Alors que les Worlds 2018 viennent de se conclure avec la victoire des chinois d’Invictus Gaming contre Fnatic, il est intéressant de se pencher sur la préparation d’un match compétitif. Charly Guillard alias “Djoko”, jungler en EU LCS, vous fait entrer dans la tête d’un joueur pro où communication, gestion du stress, préparation tactique et surtout créativité, sont les clés de la victoire. (Crédits photos : LoL esports )
League Of Legends est composé de multiples aspects. Je suis d’abord tombé amoureux du jeu en lui-même, il s’agissait de mon premier MOBA*, ce qui était un nouveau genre pour moi après avoir beaucoup été sur des titres comme Counter-Strike Source ou Call Of Duty.

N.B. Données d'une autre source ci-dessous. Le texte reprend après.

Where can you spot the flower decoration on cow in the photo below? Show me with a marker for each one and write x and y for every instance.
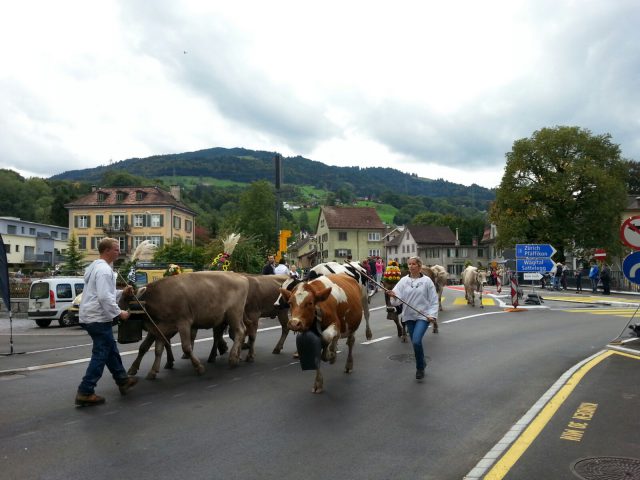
(392, 272)
(222, 261)
(172, 270)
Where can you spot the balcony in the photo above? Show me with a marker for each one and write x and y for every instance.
(109, 229)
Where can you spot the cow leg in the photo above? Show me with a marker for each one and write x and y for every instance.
(237, 327)
(319, 382)
(144, 348)
(365, 310)
(351, 339)
(330, 337)
(186, 341)
(283, 318)
(218, 342)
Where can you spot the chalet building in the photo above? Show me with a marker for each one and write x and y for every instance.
(31, 244)
(344, 232)
(131, 215)
(303, 251)
(438, 246)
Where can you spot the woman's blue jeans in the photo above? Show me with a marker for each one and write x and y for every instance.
(104, 352)
(417, 330)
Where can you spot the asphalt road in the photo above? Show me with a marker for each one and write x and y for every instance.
(487, 367)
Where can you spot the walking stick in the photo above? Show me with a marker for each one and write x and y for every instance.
(434, 320)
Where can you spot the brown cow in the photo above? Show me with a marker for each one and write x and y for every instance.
(334, 300)
(184, 303)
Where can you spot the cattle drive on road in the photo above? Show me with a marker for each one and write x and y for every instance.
(333, 301)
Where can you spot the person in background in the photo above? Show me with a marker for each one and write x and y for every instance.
(379, 269)
(578, 275)
(98, 310)
(605, 276)
(418, 291)
(594, 276)
(281, 268)
(269, 268)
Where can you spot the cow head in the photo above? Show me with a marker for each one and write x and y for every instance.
(302, 301)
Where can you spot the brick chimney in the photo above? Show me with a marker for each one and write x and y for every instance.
(175, 192)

* multiplayer online battle arena
Après huit années intensives sur le jeu, c’est désormais l’aspect compétitif que je préfère. Pour beaucoup d’observateurs, la compétition commence seulement quand le match débute, mais la réalité est différente.
COACHING MENTAL, ANALYSE VIDÉO ET ÉTUDE DES ADVERSAIRES SONT LES CLÉS D’UNE BONNE PRÉPARATION
Lors des EU LCS*, nous avons en général deux rencontres hebdomadaires. C’est donc durant la semaine précédente que nous allons commencer notre préparation en l’axant sur différents sujets comme la mise en place de tactiques agressives, l’étude de nos options offensives et défensives ou la draft qui nous permets de choisir/bannir les Champions utilisés dans le jeu. Cette dernière phase est primordiale et nous devons nous focaliser les derniers jours là-dessus pour savoir quels sont les avatars de nos adversaires que nous pouvons vaincre.
*Plus haut-niveau de compétition européen pour League Of Legends se déroulant sur deux sessions, printemps et été.
LoL évolue constamment avec de nombreuses mises à jour et cette adaptation doit se faire continuellement. Avec une excellente préparation, une partie du chemin est fait pour se diriger vers une victoire.
Comme tout pro-gamer qui se respecte, nous devons également passer par la case analyse vidéo en regardant certains matchs des EU LCS, mais aussi ce qu’il se passe en Corée du Sud où les meilleurs matchs sont joués. Nous allons aussi nous focaliser sur notre adversaire direct, dans mon cas le jungler adverse, et notamment sur son début de game en regardant dans quelle partie de la carte il va s’orienter ou bien ses premières actions.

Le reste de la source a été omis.